11:00 - 11:20
Transfer Learning in Credit Risk (491)
Hendra Suryanto (Rich Data Coroporation, Singapore), Charles Guan (Rich Data Coroporation, Singapore), Andrew Voumard (Rich Data Coroporation, Singapore), Ghassan Beydoun (University of Technology Sydney)
In the credit risk domain, lenders frequently face situations where there is no, or limited historical lending outcome data. This generally results in limited or unaffordable credit for some individuals and small businesses. Transfer learning can potentially reduce this limitation, by leveraging knowledge from related domains, with sufficient outcome data. We investigated the potential for applying transfer learning across various credit domains, for example, from the credit card lending and debt consolidation domain into the small business lending domain.
11:20 - 11:40
A Deep Multi-Task Approach for Residual Value Forecasting (410)
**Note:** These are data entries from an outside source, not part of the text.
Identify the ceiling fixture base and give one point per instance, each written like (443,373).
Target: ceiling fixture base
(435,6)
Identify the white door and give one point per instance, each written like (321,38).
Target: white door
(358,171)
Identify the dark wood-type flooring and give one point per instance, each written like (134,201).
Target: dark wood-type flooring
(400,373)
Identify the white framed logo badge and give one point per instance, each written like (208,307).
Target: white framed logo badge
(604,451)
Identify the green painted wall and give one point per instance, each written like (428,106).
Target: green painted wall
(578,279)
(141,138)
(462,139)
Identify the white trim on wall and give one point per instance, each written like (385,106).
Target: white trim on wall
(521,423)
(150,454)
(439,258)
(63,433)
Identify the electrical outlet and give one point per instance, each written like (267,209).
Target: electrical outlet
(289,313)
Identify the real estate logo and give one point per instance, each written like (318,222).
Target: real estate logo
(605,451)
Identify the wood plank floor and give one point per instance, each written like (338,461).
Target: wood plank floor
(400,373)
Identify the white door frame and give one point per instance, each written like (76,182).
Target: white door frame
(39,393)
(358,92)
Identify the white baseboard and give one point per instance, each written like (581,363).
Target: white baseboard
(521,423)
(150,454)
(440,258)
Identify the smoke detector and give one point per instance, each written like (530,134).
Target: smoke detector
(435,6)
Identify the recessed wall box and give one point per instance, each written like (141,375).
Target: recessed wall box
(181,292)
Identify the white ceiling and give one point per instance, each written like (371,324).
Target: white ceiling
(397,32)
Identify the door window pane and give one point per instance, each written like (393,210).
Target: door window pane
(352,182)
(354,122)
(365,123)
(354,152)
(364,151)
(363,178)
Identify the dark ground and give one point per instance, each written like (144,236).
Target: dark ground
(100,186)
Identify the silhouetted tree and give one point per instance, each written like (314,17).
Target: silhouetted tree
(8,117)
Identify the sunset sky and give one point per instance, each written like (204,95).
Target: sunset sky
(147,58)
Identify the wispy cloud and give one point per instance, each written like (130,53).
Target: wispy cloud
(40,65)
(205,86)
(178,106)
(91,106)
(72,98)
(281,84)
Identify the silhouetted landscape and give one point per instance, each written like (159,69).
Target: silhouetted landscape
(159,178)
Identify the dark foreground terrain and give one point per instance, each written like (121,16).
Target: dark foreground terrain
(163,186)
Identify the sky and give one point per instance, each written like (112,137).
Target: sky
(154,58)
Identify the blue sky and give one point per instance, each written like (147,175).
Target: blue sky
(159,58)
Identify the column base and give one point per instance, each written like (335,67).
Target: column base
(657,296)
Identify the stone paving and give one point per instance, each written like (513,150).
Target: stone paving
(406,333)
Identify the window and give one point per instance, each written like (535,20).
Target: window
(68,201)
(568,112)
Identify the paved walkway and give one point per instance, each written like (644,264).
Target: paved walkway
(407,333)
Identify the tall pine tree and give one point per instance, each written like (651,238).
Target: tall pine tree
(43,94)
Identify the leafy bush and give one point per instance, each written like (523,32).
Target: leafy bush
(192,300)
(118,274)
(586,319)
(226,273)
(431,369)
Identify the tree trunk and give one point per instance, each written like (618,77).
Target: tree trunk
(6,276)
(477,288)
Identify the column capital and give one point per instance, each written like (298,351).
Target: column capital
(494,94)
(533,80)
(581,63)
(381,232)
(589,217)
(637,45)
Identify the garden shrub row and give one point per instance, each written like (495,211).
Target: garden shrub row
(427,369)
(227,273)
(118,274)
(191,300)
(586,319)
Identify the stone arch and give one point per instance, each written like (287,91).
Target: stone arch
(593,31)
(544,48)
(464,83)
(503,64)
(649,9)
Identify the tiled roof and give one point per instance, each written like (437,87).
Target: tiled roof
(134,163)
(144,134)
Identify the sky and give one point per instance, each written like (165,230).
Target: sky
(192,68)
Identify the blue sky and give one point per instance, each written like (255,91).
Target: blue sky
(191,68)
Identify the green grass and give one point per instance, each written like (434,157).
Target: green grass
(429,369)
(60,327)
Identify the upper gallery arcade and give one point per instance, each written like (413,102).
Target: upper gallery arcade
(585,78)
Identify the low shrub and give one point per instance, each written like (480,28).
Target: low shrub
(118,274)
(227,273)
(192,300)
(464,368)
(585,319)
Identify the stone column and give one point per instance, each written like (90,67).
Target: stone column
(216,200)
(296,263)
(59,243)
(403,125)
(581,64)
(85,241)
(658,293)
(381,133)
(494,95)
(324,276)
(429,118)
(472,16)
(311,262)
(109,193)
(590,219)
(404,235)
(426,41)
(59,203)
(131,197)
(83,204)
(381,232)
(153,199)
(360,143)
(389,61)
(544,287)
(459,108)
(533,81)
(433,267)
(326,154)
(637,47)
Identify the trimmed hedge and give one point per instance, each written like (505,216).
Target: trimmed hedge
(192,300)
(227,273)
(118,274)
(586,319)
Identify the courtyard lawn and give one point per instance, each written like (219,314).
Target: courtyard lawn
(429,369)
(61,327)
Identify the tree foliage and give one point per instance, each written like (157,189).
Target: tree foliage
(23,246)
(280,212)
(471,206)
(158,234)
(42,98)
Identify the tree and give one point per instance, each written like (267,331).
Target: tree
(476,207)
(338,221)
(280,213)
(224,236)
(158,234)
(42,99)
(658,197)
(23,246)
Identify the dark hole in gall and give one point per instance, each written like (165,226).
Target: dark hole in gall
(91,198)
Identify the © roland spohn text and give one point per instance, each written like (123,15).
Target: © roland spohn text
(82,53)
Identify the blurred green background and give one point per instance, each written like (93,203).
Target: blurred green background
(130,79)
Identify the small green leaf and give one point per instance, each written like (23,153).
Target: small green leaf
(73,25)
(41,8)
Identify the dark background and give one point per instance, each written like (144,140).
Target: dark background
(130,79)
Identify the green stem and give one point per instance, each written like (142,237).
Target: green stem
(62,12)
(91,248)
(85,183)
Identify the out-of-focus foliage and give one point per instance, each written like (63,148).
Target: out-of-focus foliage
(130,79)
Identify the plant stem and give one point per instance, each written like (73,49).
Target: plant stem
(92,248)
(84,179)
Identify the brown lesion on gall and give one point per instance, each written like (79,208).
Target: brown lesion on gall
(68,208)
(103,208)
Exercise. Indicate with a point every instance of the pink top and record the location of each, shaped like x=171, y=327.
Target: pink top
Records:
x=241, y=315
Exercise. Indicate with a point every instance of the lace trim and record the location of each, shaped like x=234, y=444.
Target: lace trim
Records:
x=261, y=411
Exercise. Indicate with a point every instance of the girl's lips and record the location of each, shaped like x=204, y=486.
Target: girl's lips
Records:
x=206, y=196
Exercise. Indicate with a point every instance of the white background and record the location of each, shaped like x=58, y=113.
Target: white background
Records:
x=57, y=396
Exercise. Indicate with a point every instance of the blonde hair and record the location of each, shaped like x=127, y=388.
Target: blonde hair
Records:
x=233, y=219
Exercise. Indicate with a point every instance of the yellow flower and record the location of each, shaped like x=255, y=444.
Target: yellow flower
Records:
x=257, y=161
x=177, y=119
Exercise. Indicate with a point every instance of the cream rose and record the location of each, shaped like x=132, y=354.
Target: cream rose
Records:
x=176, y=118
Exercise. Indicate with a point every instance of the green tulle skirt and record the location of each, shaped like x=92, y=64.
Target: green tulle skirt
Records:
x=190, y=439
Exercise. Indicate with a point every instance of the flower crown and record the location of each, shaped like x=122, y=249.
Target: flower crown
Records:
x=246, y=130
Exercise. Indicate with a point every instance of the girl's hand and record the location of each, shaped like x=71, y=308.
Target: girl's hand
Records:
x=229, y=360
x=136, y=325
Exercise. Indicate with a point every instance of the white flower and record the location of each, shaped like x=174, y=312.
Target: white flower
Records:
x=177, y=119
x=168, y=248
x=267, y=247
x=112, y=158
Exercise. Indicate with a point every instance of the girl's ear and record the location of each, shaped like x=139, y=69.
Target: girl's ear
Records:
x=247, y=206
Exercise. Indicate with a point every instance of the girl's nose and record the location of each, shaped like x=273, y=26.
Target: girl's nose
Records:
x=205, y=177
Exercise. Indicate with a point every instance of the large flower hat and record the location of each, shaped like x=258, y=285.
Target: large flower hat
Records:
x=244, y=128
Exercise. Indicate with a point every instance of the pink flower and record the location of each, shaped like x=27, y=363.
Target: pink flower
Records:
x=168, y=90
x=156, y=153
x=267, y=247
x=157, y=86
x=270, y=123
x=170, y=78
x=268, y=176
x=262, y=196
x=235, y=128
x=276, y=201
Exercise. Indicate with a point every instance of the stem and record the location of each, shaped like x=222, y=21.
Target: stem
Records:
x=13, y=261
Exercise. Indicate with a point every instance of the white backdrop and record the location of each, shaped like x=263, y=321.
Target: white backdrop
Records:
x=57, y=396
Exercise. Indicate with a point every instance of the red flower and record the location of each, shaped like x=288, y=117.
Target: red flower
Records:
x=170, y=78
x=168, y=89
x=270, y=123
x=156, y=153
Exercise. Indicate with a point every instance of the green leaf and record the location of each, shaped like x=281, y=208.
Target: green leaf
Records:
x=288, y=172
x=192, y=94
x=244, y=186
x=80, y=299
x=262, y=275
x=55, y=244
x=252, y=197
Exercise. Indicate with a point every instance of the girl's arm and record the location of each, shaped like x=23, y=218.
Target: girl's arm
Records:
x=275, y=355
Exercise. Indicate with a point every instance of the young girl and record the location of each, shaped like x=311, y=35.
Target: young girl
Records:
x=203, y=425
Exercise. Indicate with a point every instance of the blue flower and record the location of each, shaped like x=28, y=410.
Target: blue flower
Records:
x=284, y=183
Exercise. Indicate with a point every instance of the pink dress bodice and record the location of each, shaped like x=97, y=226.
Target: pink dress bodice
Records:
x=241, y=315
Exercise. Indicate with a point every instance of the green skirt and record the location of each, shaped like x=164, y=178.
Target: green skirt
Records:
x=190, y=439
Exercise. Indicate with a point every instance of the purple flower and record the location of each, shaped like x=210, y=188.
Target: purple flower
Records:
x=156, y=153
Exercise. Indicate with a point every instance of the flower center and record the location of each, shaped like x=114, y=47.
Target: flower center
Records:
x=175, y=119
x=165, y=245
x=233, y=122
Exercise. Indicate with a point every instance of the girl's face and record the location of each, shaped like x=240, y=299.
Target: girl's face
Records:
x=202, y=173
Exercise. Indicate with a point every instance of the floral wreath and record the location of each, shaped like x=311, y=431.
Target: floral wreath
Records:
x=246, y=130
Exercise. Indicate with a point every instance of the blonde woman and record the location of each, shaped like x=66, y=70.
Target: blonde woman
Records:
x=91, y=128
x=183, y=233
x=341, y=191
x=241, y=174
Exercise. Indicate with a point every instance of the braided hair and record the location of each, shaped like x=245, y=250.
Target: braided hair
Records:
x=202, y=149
Ahmed Rashed (University of Hildesheim), Shayan Jawed (University of Hildesheim), Jens Rehberg (Volkswagen Financial Services AG, Braunschweig), Josif Grabocka (University of Hildesheim), Lars Schmidt-Thieme (University of Hildesheim), Andre Hintsches (Volkswagen Financial Services AG, Braunschweig)
Residual value forecasting plays an important role in many areas, e.g., for vehicles to price leasing contracts. High forecasting accuracy is crucial as any overestimation will lead to lost sales due to customer dissatisfaction, while underestimation will lead to a direct loss in revenue when reselling the car at the end of the leasing contract. Current forecasting models mainly rely on the trend analysis of historical sales records. However, these models require extensive manual steps to filter and preprocess those records which in term limits the frequency at which these models can be updated with new data. To automate, improve and speed up residual value forecasting we propose a multi-task model that utilizes besides the residual value itself as the main target, the actual mileage that has been driven as a co-target. While combining off-the-shelf regression models with careful feature engineering yields already useful models, we show that for residual values further quantities such as the actual driven mileage contains further useful information. As this information is not available when contracts are made and the forecast is due, we model the problem as a multi-task model that uses actual mileage as a training co-target. Experiments on three Volkswagen car models show that the proposed model significantly outperforms the straight-forward modeling as a single-target regression problem.
11:40 - 12:00
Shallow Self-Learning for Reject Inference in Credit Scoring (730)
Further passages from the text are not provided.